Ärzteschaft

Früherkennung psychischer Erkrankungen sollte ausgebaut werden

  • Freitag, 6. Oktober 2017
Uploaded: 17.02.2014 17:50:54 by mis
/dpa

Berlin – Vor Beginn des World Congress of Psychiatry werben die Veranstalter dafür, die Prävention und die Früherkennung psychischer Erkrankungen zu stärken. Bereits in der Schule müsse bei Kindern und Jugendlichen, Eltern und Lehrern das Bewusstsein für psychische Gesundheit geschärft werden, sagte der Präsident der World Psychiatric Association (WPA), Dinesh Bhugra, heute vor der Presse in Berlin. Er wies darauf hin, dass 75 Prozent aller schweren psychischen Erkrankungen vor dem 24. Lebensjahr beginnen.

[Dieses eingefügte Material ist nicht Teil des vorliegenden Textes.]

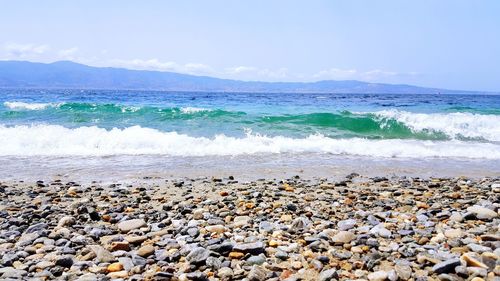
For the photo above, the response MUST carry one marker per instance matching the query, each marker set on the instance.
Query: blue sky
(447, 43)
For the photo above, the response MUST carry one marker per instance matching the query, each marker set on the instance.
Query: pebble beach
(359, 228)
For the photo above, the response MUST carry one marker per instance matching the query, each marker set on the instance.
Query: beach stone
(345, 225)
(146, 251)
(241, 221)
(453, 233)
(198, 214)
(198, 256)
(215, 228)
(255, 260)
(482, 213)
(251, 248)
(118, 274)
(377, 276)
(225, 273)
(114, 267)
(213, 262)
(328, 275)
(343, 237)
(128, 225)
(257, 273)
(65, 261)
(471, 260)
(102, 254)
(446, 266)
(403, 271)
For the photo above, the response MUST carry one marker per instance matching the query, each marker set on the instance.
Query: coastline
(135, 168)
(354, 228)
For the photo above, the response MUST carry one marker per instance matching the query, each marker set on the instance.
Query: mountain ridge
(72, 75)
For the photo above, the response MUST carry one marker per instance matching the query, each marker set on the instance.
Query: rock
(346, 224)
(119, 246)
(146, 251)
(114, 267)
(453, 233)
(128, 225)
(255, 260)
(102, 254)
(118, 274)
(328, 275)
(215, 228)
(482, 213)
(299, 224)
(198, 256)
(241, 221)
(198, 214)
(257, 273)
(196, 276)
(446, 266)
(236, 255)
(65, 261)
(225, 273)
(403, 271)
(343, 237)
(381, 231)
(377, 276)
(213, 262)
(251, 248)
(471, 260)
(66, 221)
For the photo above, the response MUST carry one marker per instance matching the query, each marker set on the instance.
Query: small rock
(198, 256)
(377, 276)
(446, 266)
(482, 213)
(343, 237)
(146, 250)
(128, 225)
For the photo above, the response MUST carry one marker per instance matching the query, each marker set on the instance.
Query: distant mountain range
(71, 75)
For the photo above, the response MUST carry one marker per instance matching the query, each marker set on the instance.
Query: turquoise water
(64, 122)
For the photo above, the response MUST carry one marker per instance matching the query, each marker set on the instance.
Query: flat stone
(198, 256)
(482, 213)
(328, 275)
(377, 276)
(343, 237)
(446, 266)
(146, 250)
(251, 248)
(128, 225)
(257, 273)
(345, 225)
(102, 254)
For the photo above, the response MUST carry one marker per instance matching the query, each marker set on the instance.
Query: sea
(110, 135)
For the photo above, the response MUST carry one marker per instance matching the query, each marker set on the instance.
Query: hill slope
(65, 74)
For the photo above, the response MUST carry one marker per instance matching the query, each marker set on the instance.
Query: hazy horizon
(446, 44)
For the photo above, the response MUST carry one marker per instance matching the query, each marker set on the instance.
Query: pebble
(397, 228)
(128, 225)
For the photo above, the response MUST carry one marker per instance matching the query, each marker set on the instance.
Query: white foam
(54, 140)
(459, 124)
(26, 106)
(189, 109)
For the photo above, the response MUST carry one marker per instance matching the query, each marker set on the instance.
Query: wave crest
(54, 140)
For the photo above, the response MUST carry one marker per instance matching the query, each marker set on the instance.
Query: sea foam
(454, 125)
(27, 106)
(55, 140)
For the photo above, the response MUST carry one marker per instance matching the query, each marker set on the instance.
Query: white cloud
(17, 50)
(353, 74)
(68, 54)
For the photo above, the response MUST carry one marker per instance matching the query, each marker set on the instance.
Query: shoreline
(134, 168)
(355, 228)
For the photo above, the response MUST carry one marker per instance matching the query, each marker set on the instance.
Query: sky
(452, 44)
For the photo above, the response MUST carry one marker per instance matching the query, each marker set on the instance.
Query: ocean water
(163, 127)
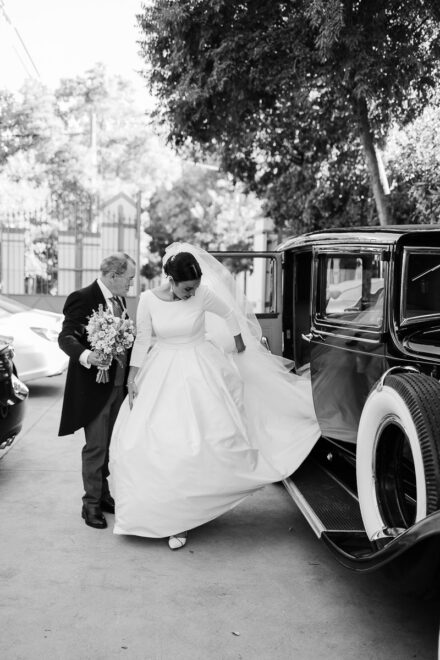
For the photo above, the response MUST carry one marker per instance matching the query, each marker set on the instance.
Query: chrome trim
(305, 508)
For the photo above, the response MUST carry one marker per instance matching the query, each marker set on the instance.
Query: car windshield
(8, 306)
(421, 286)
(352, 288)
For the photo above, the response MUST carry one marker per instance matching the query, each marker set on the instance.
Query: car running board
(332, 511)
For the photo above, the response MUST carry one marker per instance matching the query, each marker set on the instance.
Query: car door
(259, 276)
(347, 334)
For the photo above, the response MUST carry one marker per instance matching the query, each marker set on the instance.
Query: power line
(8, 20)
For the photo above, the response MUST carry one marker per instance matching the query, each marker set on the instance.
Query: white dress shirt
(108, 301)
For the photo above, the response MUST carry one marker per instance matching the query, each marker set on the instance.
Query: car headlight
(46, 333)
(20, 390)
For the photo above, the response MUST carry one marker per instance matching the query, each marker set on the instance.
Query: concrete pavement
(253, 585)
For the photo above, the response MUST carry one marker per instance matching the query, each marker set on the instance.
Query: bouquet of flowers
(109, 336)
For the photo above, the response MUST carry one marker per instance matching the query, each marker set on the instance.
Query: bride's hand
(132, 392)
(239, 344)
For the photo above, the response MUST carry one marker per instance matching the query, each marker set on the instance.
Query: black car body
(13, 396)
(361, 311)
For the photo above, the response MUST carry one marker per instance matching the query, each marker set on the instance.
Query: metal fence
(58, 247)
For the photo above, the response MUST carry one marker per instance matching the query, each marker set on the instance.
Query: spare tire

Peter Falkai, lokaler Kongressrepräsentant der Deutschen Gesellschaft für Psychiatrie, Psychotherapie, Psychosomatik und Nervenkeilkunde (DGPPN) für den Weltkongress, erläuterte, dass es eine flächendeckende Versorgung mit Gedächtnisambulanzen zur Früherkennung von Demenzerkrankungen gebe. Zur Früherkennung von psychischen Erkrankungen stünden deutschlandweit indes nur 15 Zentren an Kliniken zur Verfü­gung. „Australien und Großbritannien sind wesentlich weiter als wir – wir brauchen Früherkennungszentren flächendeckend, denn je früher die Diagnostik beginnt, desto besser“, sagte Falkai.

Millionen Betroffene

Rund 300 Millionen Menschen weltweit leiden nach Angaben der DGPPN an Depressionen, 47 Millionen sind an Demenz erkrankt, und etwa 21 Millionen von einer Schizophrenie betroffen. In Europa betragen die Kosten, die durch psychische Erkrankungen entstehen, schätzungsweise 450 Milliarden Euro. In Deutschland erkranken jedes Jahr etwa 17,8 Millionen Menschen an einer behandlungsbedürftigen psychischen Störung.

„Die DGPPN steht für eine lange Tradition der Auseinandersetzung“, betonte der derzeitige Präsident Arno Deister. Bei dem Weltkongress der Psychiatrie ziehe sich deshalb auch das trialogische Konzept durch die Inhalte der Veranstaltungen. Darüber hinaus stehe die Auseinandersetzung mit den Klassifikationssystemen im Fokus sowie die Förderung des Nachwuchses.

Mehr Aufklärung und Information für Angehörige

Im Trialog mit Betroffenen und Angehörigen wurde auch die Pressekonferenz organisiert: So setzte sich Janine Berg-Peer, Vertreterin der Angehörigen psychisch Kranker, für einen stärkeren Einbezug der Familien ein. „Wir brauchen vom Beginn der Erkrankung unserer Kinder an mehr Aufklärung und Information“, forderte sie. Psychoedukative Gruppen für Angehörige oder ähnliche Angebote seien nicht flächendeckend vorhanden, schon gar nicht in ländlichen Regionen.

Berg-Peer, rief auch dazu auf, die Eltern nicht grundsätzlich als Schuldige anzusehen, wenn das Kind an einer psychischen Erkrankung leide. Das führe im schlimmsten Fall dazu, dass die Eltern sich nicht mehr um ihre psychisch erkrankten Kinder kümmerten. „Dazu kann ich keine Studien nennen, aber ich habe im Lauf der Jahre wenig Angehörige in psychiatrischen Kliniken gesehen“, sagte die Mutter einer psychisch kranken Tochter.

Kritik: Zwangsbehandlungen immer noch viel zu häufig

Margret Osterfeld, Fachärztin für Psychiatrie und selbst Betroffene, kritisierte, dass „Freiheitsentzüge“ beziehungsweise Zwangseinweisungen und Zwangsbehandlungen in Deutschland immer noch viel zu häufig stattfänden. „Auch Menschen mit psychischen Erkrankungen sind Rechteträger und dürfen nicht ausgegrenzt werden“, betonte sie. Ebenso wenig dürfe die Früherkennung von psychischen Erkrankungen zu einer frühen Medikalisierung führen.

Der World Congress of Psychiatry findet alle drei Jahre statt, diesmal vom 8. bis zum 12. Oktober in Berlin. Das Motto lautet in diesem Jahr: „Psychiatrie im 21. Jahrhundert: Kontext, Kontroversen und Einsatz“. Rund 9.200 Teilnehmer aus 130 Nationen und rund 3.000 nationale und internationale Experten werden erwartet.